- Education: Oxford University and University of St. Gallen
- Occupation: Entrepreneur
- Years active: 2002-present

= Thomas Hesse =

Thomas Hesse is a media and digital media executive and entrepreneur. He is the founder of Dreamstage Inc. and Consonance Investments LLC. He was previously the President of Global Digital Business & US Sales/ Distribution for Sony Music Entertainment and president of Corporate Development and New Businesses as well as Member of the Executive Board of Bertelsmann.

==Education==
Hesse holds a BA and MA from Oxford University, an MSc from the London School of Economics and a Doctorate in Corporate Finance from the University of St. Gallen. He studied as a concert pianist at the Mozarteum in Salzburg and the Hochschule für Musik in Düsseldorf, Germany.

==Career==
Hesse began his career in the media and entertainment industry as a corporate consultant at McKinsey & Company, In 2002, he was appointed as the EVP and chief strategic officer of BMG in New York. Prior to joining BMG, he held a number of executive positions at the company's television division RTL, including the secretary-general of RTL Television and CEO of RTL New Media. He briefly held a position as restructuring CEO of Paddle8 Auctionata, a startup formed from the merger of New York-based Paddle8 and Berlin-based Auctionata.

In his position as president and chief digital officer at Bertelsmann, Hesse oversaw the company's worldwide corporate and digital development, as well as its music rights division BMG Rights Management and its venture capital arms, Bertelsmann Digital Media Investments and Bertelsmann Asia Investments. He was also responsible for the M&A team and the company's engagement in education venture fund University Ventures.
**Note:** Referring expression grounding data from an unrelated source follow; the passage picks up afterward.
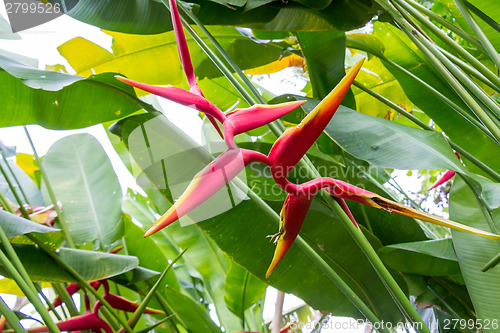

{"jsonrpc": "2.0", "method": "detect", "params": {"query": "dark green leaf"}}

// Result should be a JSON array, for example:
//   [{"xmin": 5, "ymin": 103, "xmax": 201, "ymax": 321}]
[
  {"xmin": 379, "ymin": 239, "xmax": 461, "ymax": 276},
  {"xmin": 450, "ymin": 178, "xmax": 500, "ymax": 330},
  {"xmin": 224, "ymin": 261, "xmax": 267, "ymax": 319},
  {"xmin": 0, "ymin": 54, "xmax": 142, "ymax": 129}
]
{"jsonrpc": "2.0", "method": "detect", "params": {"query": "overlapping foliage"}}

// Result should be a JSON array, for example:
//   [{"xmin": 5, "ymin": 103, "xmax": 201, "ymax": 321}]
[{"xmin": 1, "ymin": 0, "xmax": 500, "ymax": 332}]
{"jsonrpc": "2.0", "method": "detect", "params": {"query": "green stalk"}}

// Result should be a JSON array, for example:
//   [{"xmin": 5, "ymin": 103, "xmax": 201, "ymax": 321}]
[
  {"xmin": 136, "ymin": 315, "xmax": 175, "ymax": 333},
  {"xmin": 404, "ymin": 0, "xmax": 486, "ymax": 53},
  {"xmin": 0, "ymin": 161, "xmax": 30, "ymax": 219},
  {"xmin": 0, "ymin": 247, "xmax": 61, "ymax": 332},
  {"xmin": 395, "ymin": 0, "xmax": 500, "ymax": 91},
  {"xmin": 379, "ymin": 56, "xmax": 493, "ymax": 139},
  {"xmin": 482, "ymin": 252, "xmax": 500, "ymax": 271},
  {"xmin": 0, "ymin": 151, "xmax": 32, "ymax": 208},
  {"xmin": 23, "ymin": 126, "xmax": 75, "ymax": 248},
  {"xmin": 52, "ymin": 282, "xmax": 79, "ymax": 317},
  {"xmin": 379, "ymin": 0, "xmax": 500, "ymax": 143},
  {"xmin": 453, "ymin": 0, "xmax": 500, "ymax": 69},
  {"xmin": 34, "ymin": 283, "xmax": 63, "ymax": 321},
  {"xmin": 120, "ymin": 249, "xmax": 186, "ymax": 332},
  {"xmin": 437, "ymin": 46, "xmax": 500, "ymax": 92},
  {"xmin": 353, "ymin": 80, "xmax": 500, "ymax": 182},
  {"xmin": 0, "ymin": 296, "xmax": 27, "ymax": 333},
  {"xmin": 392, "ymin": 1, "xmax": 500, "ymax": 122},
  {"xmin": 26, "ymin": 236, "xmax": 135, "ymax": 333}
]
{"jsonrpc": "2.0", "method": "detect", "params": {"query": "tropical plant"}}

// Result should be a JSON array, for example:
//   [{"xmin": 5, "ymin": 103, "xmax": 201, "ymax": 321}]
[{"xmin": 1, "ymin": 0, "xmax": 500, "ymax": 332}]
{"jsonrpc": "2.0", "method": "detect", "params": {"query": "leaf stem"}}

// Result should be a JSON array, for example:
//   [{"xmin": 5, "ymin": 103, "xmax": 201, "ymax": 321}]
[
  {"xmin": 26, "ymin": 235, "xmax": 135, "ymax": 333},
  {"xmin": 387, "ymin": 1, "xmax": 500, "ymax": 140},
  {"xmin": 0, "ymin": 244, "xmax": 61, "ymax": 332},
  {"xmin": 353, "ymin": 80, "xmax": 500, "ymax": 182},
  {"xmin": 404, "ymin": 0, "xmax": 486, "ymax": 53},
  {"xmin": 395, "ymin": 0, "xmax": 500, "ymax": 91},
  {"xmin": 0, "ymin": 160, "xmax": 30, "ymax": 219},
  {"xmin": 453, "ymin": 0, "xmax": 500, "ymax": 69},
  {"xmin": 0, "ymin": 296, "xmax": 27, "ymax": 333},
  {"xmin": 23, "ymin": 126, "xmax": 75, "ymax": 248},
  {"xmin": 120, "ymin": 249, "xmax": 187, "ymax": 331},
  {"xmin": 379, "ymin": 56, "xmax": 494, "ymax": 140}
]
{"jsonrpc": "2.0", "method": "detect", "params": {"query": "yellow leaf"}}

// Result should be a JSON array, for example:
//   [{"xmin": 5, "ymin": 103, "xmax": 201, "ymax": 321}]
[{"xmin": 245, "ymin": 54, "xmax": 305, "ymax": 75}]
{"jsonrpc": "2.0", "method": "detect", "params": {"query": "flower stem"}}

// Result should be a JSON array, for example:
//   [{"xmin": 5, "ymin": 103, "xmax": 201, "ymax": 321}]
[
  {"xmin": 404, "ymin": 0, "xmax": 486, "ymax": 53},
  {"xmin": 383, "ymin": 0, "xmax": 500, "ymax": 142}
]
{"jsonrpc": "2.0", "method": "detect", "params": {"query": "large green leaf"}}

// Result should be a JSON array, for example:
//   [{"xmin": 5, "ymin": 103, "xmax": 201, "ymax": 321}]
[
  {"xmin": 164, "ymin": 288, "xmax": 222, "ymax": 333},
  {"xmin": 57, "ymin": 27, "xmax": 282, "ymax": 106},
  {"xmin": 112, "ymin": 112, "xmax": 407, "ymax": 322},
  {"xmin": 0, "ymin": 210, "xmax": 63, "ymax": 250},
  {"xmin": 326, "ymin": 107, "xmax": 467, "ymax": 173},
  {"xmin": 297, "ymin": 31, "xmax": 353, "ymax": 105},
  {"xmin": 224, "ymin": 261, "xmax": 267, "ymax": 319},
  {"xmin": 450, "ymin": 178, "xmax": 500, "ymax": 330},
  {"xmin": 59, "ymin": 0, "xmax": 379, "ymax": 33},
  {"xmin": 0, "ymin": 245, "xmax": 138, "ymax": 282},
  {"xmin": 122, "ymin": 214, "xmax": 180, "ymax": 291},
  {"xmin": 372, "ymin": 22, "xmax": 500, "ymax": 178},
  {"xmin": 42, "ymin": 134, "xmax": 123, "ymax": 250},
  {"xmin": 0, "ymin": 53, "xmax": 142, "ymax": 129},
  {"xmin": 379, "ymin": 239, "xmax": 461, "ymax": 276}
]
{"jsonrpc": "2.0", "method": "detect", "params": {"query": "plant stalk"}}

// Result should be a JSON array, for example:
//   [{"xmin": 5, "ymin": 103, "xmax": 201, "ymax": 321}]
[
  {"xmin": 0, "ymin": 246, "xmax": 61, "ymax": 332},
  {"xmin": 453, "ymin": 0, "xmax": 500, "ymax": 69},
  {"xmin": 26, "ymin": 235, "xmax": 135, "ymax": 333},
  {"xmin": 404, "ymin": 0, "xmax": 486, "ymax": 53},
  {"xmin": 379, "ymin": 0, "xmax": 500, "ymax": 143},
  {"xmin": 395, "ymin": 0, "xmax": 500, "ymax": 91},
  {"xmin": 353, "ymin": 80, "xmax": 500, "ymax": 182},
  {"xmin": 0, "ymin": 296, "xmax": 27, "ymax": 333}
]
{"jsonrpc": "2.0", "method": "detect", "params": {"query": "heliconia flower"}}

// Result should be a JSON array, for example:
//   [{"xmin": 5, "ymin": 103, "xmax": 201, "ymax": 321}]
[
  {"xmin": 223, "ymin": 101, "xmax": 306, "ymax": 137},
  {"xmin": 168, "ymin": 0, "xmax": 196, "ymax": 90},
  {"xmin": 0, "ymin": 315, "xmax": 5, "ymax": 331},
  {"xmin": 266, "ymin": 175, "xmax": 500, "ymax": 275},
  {"xmin": 115, "ymin": 75, "xmax": 305, "ymax": 148},
  {"xmin": 321, "ymin": 178, "xmax": 500, "ymax": 240},
  {"xmin": 28, "ymin": 302, "xmax": 112, "ymax": 333},
  {"xmin": 266, "ymin": 193, "xmax": 314, "ymax": 277},
  {"xmin": 428, "ymin": 170, "xmax": 456, "ymax": 190},
  {"xmin": 268, "ymin": 59, "xmax": 364, "ymax": 182},
  {"xmin": 103, "ymin": 293, "xmax": 165, "ymax": 315},
  {"xmin": 144, "ymin": 148, "xmax": 269, "ymax": 237}
]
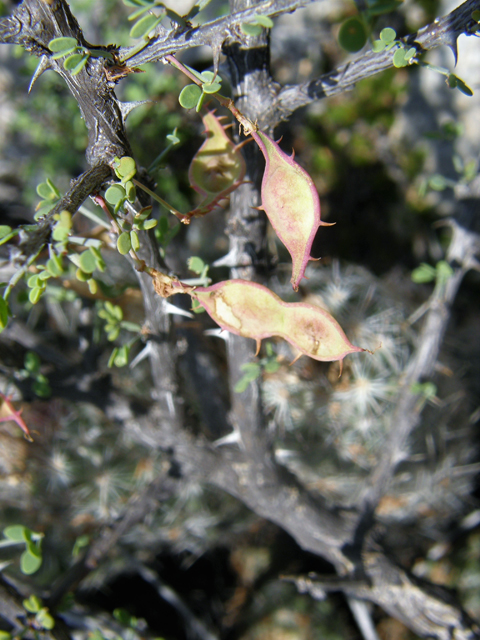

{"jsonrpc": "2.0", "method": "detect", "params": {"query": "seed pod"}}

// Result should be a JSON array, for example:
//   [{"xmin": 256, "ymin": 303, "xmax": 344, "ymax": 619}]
[
  {"xmin": 193, "ymin": 279, "xmax": 363, "ymax": 363},
  {"xmin": 251, "ymin": 130, "xmax": 333, "ymax": 291},
  {"xmin": 189, "ymin": 111, "xmax": 246, "ymax": 204}
]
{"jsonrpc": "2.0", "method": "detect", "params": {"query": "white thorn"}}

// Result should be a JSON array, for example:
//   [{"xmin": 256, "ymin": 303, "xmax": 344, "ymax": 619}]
[
  {"xmin": 164, "ymin": 301, "xmax": 193, "ymax": 318},
  {"xmin": 29, "ymin": 56, "xmax": 51, "ymax": 93},
  {"xmin": 204, "ymin": 328, "xmax": 229, "ymax": 341},
  {"xmin": 129, "ymin": 342, "xmax": 152, "ymax": 369},
  {"xmin": 213, "ymin": 429, "xmax": 241, "ymax": 447}
]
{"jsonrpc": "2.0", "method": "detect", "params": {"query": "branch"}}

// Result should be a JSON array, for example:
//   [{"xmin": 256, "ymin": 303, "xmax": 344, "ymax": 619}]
[
  {"xmin": 362, "ymin": 221, "xmax": 480, "ymax": 509},
  {"xmin": 265, "ymin": 0, "xmax": 480, "ymax": 122},
  {"xmin": 121, "ymin": 0, "xmax": 318, "ymax": 67}
]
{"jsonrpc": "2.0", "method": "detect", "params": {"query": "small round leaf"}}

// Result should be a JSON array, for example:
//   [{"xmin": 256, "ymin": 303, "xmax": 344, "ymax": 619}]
[
  {"xmin": 48, "ymin": 36, "xmax": 78, "ymax": 52},
  {"xmin": 392, "ymin": 48, "xmax": 409, "ymax": 67},
  {"xmin": 129, "ymin": 13, "xmax": 164, "ymax": 38},
  {"xmin": 105, "ymin": 184, "xmax": 126, "ymax": 205},
  {"xmin": 75, "ymin": 268, "xmax": 90, "ymax": 282},
  {"xmin": 130, "ymin": 230, "xmax": 140, "ymax": 251},
  {"xmin": 338, "ymin": 17, "xmax": 367, "ymax": 53},
  {"xmin": 117, "ymin": 232, "xmax": 132, "ymax": 255},
  {"xmin": 3, "ymin": 525, "xmax": 28, "ymax": 542},
  {"xmin": 202, "ymin": 82, "xmax": 222, "ymax": 94},
  {"xmin": 254, "ymin": 14, "xmax": 273, "ymax": 28},
  {"xmin": 20, "ymin": 550, "xmax": 42, "ymax": 575},
  {"xmin": 29, "ymin": 287, "xmax": 44, "ymax": 305},
  {"xmin": 79, "ymin": 250, "xmax": 97, "ymax": 274},
  {"xmin": 380, "ymin": 27, "xmax": 396, "ymax": 42},
  {"xmin": 36, "ymin": 609, "xmax": 55, "ymax": 630},
  {"xmin": 240, "ymin": 23, "xmax": 262, "ymax": 37},
  {"xmin": 179, "ymin": 84, "xmax": 202, "ymax": 109}
]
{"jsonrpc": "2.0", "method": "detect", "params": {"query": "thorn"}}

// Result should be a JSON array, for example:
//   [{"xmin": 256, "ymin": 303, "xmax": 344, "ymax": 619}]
[
  {"xmin": 211, "ymin": 40, "xmax": 222, "ymax": 79},
  {"xmin": 204, "ymin": 328, "xmax": 229, "ymax": 341},
  {"xmin": 291, "ymin": 148, "xmax": 295, "ymax": 160},
  {"xmin": 164, "ymin": 301, "xmax": 194, "ymax": 318},
  {"xmin": 320, "ymin": 221, "xmax": 336, "ymax": 227},
  {"xmin": 289, "ymin": 352, "xmax": 303, "ymax": 366},
  {"xmin": 338, "ymin": 359, "xmax": 344, "ymax": 378},
  {"xmin": 118, "ymin": 100, "xmax": 151, "ymax": 121},
  {"xmin": 129, "ymin": 342, "xmax": 152, "ymax": 369},
  {"xmin": 235, "ymin": 139, "xmax": 252, "ymax": 150},
  {"xmin": 213, "ymin": 428, "xmax": 242, "ymax": 447},
  {"xmin": 255, "ymin": 339, "xmax": 262, "ymax": 357},
  {"xmin": 29, "ymin": 56, "xmax": 51, "ymax": 93}
]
Hesse has been the president of Sony Music and he was the in-charge of Global Digital Business and US Sales & Distribution. He also led Sony Music's digital direct-to-consumer efforts and was as co-founder of VEVO, the digital music channel, together with Universal Music and Abu Dhabi Media Company.

==Copy protection rootkit scandal==
In 2005, asked about the Sony BMG Copy protection rootkit, Hesse's declaration to Neda Ulaby: "Most people, I think, don't even know what a rootkit is, so why should they care about it?" became famous and added prominence to the case to reporters and the general public.